В воздухе сухо пахло горячей золой, в яме глухо потрескивало, чуть слышно шуршало – там шла своя работа, свое преобразование одной формы в другую, чем-то похожее и на людскую жизнь, томящуюся под пеплом, нацеленную на конечное сгорание, но вечно надеющуюся на спасение. Земляная покрышка кое-где полопалась, не выдерживая внутреннего жара, и сквозь паутинку расслоившейся земли сочился синий дымок, по вкусу похожий на самоварный, навевающий память о стародавних чаепитиях, о размеренной жизни пращуров, освященной неколебимой верой в труд, правду и красоту, одухотворенной неистребимой надеждой на лучшее будущее для детей своих, внуков и правнуков.

Несмелый верховой ветерок трепетал в верхушках обступивших полянку подбористых буков, словно литые, матово-гладкие их стволы отсвечивали светлой прозеленью; от всего их ладного, крепенького облика сквозило здоровой молодостью, чистотой, строгостью твердой породы. Высоко в бирюзовом небе теснились легкие кучевые облака, видно уже опустевшие, пролившиеся дождем где-то в других краях или еще не успевшие набухнуть.

У самого Катиного лица, напугав ее, пролетела оса, мелко дрожащая от напряжения собственного полета, двоящаяся перед глазами, тяжко брунжащая, верно, под грузом взятка, может быть, последнего в этом году, – дело к осени.

«Ху-до! Ху-до!» – вдруг прокричал где-то совсем близко удод, и Георгий тотчас вообразил всю его ярко-пеструю, необыкновенно важно покачивающую хохолком, уныло пророчащую на лесных пустошах, перебегающую от дерева к дереву, дурно пахнущую клоунскую фигурку.

Сбитая из почерневшего от времени горбыля, низкая дверка землянки вдруг отъехала, кособоко покачиваясь на единственной ржавой петле, привычно прочертила по земле выбитую дугу, и из темной дыры показалась кудлатая черная голова неизвестного, оказавшегося углежогом.

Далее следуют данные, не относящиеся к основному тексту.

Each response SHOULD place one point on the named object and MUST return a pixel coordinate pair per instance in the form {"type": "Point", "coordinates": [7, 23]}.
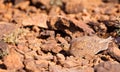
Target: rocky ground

Он вылез из землянки на четвереньках, а когда поднялся на ноги, перед Катей и Георгием предстал молодой двухметровый гигант. Черная майка, едва ли не приросшая к его телу за давностью лет, подчеркивала необыкновенно покатые плечи, переходящие в толстый и высокий ствол шеи, удерживающей маленькую, со срезанным подбородком, узкую и необыкновенно кудлатую голову; землисто-черного цвета пятнистые галифе плотно облегали толстый откинутый зад и толстые икры длинных ног с огромными босыми ступнями. Верзила жмурился от яркого света, и потому на его исполосованном сажей потном лице были хорошо видны лишь толстые мокрые лиловые губы. Наконец он открыл глаза как следует. Они у него оказались угольно-черные с красными со сна белками. «Траурные», – насмешливо подумал Георгий, стараясь подавить разливающийся в груди противный, колющий холодок. Не обратив на него ровно никакого внимания, верзила впился этими своими глазищами в Катю, как бы всасывая, вбирая ее всю с головы до ног. Особенно он задержался на ногах, обхватывая, обнимая ошалевшим взглядом ее бедра, а затем долго, немигающе целясь в разрез между полами Катиного халатика. Он смотрел так отрешенно, так длительно, что Георгий решился заслонить Катю собой, шагнув к верзиле и протягивая ему для знакомства руку.

Ладонь Георгия утонула в широкой, как совковая лопата, пятерне углежога, и по тому, каким вялым было его рукопожатие, опытный Георгий понял, что перед ним человек огромной физической силы.

– А для чего уголь? – спросил Георгий, чтобы сказать что-нибудь ради приличия и уйти подобру-поздорову, – очень уж не понравился ему похотливый, неуправляемый, всасывающий Катю взгляд углежога, его свисающие вдоль тела длинные гладкие корневища могучих рук, топор, поблескивающий на земле. – Так для чего уголек?

– На подводе приезжают, – пожал мощными покатыми плечами углежог, задумался и добавил: – Дядя Ахмед сказал, лесничий…

Десять лет работал он в местном леспромхозе, валил старые, указанные ему лесничим дядей Ахмедом тополя, корчевал пни, жег в яме, раз в неделю приезжали за углем на подводе, а для чего все это делалось, он никогда не задумывался. Вопрос Георгия ошарашил молодого углежога настолько, что он еще долго плямкал толстыми лиловыми губами, раздумчиво чесался в забитой золой голове и после того, как Георгий и Катя торопливо скрылись за деревьями.